CAIRO — At least 480 migrants were intercepted off the coast of Libya by local coast guard forces in the past 48 hours, according to the United Nation’s migration agency.
They are among the 4,500 people who have been brought back to Libya this year after attempting the dangerous Mediterranean Sea crossing to Europe, the International Organization for Migration said in a tweet Sunday.
Photos posted by the IOM Twitter feed showed workers distributing blankets to migrants after they arrived onshore, but the agency also voiced its objection to the treatment of migrants inside the war-torn country.
“We maintain that Libya is not a safe port,” it wrote.
It said that 310 migrants had been brought back to shore on Saturday night, and an additional 173 were returned on Sunday, in tweets.
In the years since the 2011 NATO-backed uprising that ousted and killed longtime dictator Moammar Gadhafi, Libya has emerged as the dominant transit point for migrants fleeing war and poverty in Africa and the Middle East.
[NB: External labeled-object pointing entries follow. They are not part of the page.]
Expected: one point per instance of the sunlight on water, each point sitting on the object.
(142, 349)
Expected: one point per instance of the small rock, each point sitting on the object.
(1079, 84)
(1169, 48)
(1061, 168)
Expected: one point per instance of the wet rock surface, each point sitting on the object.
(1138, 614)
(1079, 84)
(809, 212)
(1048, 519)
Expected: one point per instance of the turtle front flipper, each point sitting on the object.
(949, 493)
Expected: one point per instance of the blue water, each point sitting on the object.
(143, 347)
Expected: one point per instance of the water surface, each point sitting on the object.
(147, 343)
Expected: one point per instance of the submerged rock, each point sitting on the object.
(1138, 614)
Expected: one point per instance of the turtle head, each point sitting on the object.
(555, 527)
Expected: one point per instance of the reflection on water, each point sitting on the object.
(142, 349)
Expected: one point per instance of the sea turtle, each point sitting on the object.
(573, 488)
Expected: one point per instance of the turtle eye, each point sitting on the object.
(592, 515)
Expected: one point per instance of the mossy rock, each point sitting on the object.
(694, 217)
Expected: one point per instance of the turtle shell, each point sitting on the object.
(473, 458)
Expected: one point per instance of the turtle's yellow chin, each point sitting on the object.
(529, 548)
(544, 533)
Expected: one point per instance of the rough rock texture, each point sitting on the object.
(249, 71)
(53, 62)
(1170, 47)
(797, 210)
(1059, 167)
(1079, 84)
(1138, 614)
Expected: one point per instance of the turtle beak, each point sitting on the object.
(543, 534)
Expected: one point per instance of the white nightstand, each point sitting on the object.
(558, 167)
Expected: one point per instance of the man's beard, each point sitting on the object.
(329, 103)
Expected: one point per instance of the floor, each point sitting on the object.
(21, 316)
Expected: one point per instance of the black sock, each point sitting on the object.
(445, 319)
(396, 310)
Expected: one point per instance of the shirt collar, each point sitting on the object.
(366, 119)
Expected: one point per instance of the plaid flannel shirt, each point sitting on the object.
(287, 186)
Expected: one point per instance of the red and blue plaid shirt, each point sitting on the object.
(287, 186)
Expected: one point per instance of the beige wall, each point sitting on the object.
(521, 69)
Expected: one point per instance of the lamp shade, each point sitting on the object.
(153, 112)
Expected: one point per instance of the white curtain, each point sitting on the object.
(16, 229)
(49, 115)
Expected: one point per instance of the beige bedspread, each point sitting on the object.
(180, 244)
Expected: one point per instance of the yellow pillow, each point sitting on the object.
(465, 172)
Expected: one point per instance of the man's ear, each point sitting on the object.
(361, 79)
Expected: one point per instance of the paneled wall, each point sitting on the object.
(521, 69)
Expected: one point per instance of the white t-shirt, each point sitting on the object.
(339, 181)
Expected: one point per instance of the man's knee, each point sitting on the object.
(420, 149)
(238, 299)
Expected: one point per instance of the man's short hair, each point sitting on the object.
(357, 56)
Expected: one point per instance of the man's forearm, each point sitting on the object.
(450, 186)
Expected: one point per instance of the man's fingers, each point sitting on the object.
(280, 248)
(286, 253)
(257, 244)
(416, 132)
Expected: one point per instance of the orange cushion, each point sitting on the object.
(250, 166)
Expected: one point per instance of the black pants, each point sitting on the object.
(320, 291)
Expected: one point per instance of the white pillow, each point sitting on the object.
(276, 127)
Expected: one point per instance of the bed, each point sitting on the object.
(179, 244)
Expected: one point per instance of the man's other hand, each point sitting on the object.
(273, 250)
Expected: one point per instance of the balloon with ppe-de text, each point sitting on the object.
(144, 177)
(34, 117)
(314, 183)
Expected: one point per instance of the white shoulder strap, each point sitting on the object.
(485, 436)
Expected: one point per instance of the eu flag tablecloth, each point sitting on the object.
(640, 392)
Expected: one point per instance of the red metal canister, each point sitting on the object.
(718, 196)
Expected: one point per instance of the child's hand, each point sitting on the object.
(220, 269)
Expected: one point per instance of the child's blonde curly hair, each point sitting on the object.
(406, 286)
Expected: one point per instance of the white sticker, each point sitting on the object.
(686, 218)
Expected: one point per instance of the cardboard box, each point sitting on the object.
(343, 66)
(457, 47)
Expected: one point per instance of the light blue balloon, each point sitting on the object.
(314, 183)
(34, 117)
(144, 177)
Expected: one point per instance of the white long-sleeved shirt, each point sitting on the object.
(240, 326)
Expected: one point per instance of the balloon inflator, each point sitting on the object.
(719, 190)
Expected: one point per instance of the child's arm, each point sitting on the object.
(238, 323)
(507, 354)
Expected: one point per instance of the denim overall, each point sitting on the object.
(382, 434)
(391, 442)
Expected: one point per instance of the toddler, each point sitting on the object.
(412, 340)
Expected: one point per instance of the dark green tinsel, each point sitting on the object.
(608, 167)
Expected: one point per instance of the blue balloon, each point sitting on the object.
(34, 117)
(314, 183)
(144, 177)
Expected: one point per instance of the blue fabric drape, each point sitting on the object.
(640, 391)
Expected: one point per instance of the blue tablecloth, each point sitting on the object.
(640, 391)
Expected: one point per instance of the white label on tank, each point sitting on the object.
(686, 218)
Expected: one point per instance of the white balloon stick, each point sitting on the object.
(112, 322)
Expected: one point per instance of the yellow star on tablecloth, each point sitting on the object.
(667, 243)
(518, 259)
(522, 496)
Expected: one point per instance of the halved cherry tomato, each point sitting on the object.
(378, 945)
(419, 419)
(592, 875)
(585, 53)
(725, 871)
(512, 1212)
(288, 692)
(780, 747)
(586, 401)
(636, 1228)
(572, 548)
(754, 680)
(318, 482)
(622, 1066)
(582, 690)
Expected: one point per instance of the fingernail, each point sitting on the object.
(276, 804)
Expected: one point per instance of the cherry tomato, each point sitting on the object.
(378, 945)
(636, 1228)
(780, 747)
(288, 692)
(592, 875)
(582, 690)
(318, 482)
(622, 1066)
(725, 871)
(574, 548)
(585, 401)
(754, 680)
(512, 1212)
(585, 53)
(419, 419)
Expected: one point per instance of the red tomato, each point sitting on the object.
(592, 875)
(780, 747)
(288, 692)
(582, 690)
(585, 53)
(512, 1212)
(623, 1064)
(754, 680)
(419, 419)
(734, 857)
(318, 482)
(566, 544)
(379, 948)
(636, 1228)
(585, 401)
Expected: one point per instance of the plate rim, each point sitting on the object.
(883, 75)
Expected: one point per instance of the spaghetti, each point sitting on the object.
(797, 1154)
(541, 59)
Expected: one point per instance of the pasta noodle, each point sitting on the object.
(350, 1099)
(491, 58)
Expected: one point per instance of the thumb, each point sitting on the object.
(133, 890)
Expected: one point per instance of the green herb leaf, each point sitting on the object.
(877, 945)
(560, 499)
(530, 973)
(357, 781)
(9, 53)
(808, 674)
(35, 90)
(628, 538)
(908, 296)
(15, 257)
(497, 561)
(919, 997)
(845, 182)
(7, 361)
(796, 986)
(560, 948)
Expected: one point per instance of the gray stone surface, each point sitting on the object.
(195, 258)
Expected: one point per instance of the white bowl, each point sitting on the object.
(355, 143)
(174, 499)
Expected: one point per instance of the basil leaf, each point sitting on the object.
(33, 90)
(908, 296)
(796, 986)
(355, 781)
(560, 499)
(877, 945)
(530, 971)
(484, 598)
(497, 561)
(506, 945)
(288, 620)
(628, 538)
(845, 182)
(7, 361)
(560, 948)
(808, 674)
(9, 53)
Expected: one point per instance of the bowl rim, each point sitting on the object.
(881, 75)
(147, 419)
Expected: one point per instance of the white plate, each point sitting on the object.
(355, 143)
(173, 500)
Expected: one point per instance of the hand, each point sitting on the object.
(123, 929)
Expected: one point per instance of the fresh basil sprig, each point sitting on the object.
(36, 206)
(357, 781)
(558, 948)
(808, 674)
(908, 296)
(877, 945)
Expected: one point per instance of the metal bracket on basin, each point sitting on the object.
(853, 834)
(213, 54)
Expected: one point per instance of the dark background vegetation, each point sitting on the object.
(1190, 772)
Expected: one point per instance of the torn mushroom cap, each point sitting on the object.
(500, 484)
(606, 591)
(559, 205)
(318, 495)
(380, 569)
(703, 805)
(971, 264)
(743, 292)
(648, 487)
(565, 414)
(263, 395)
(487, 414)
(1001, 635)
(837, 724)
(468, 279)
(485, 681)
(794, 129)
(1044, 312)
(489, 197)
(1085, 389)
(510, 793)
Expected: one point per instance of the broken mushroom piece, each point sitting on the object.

Smugglers often pack desperate families into ill-equipped rubber boats that stall and founder along the perilous Central Mediterranean route.
In recent years, the European Union has partnered with Libya’s coast guard and other local groups to stem such dangerous sea crossings. Rights groups, however, say those policies leave migrants at the mercy of armed groups or confined in squalid detention centers rife with abuses.
On Jan. 19, a boat carrying migrants bound for Europe capsized in the Mediterranean off the coast of Libya, and at least 43 people drowned. The tragedy marked the first maritime disaster in 2021 involving migrants seeking better lives in Europe. The IOM had cited survivors as saying that the dead were all men from West African nations.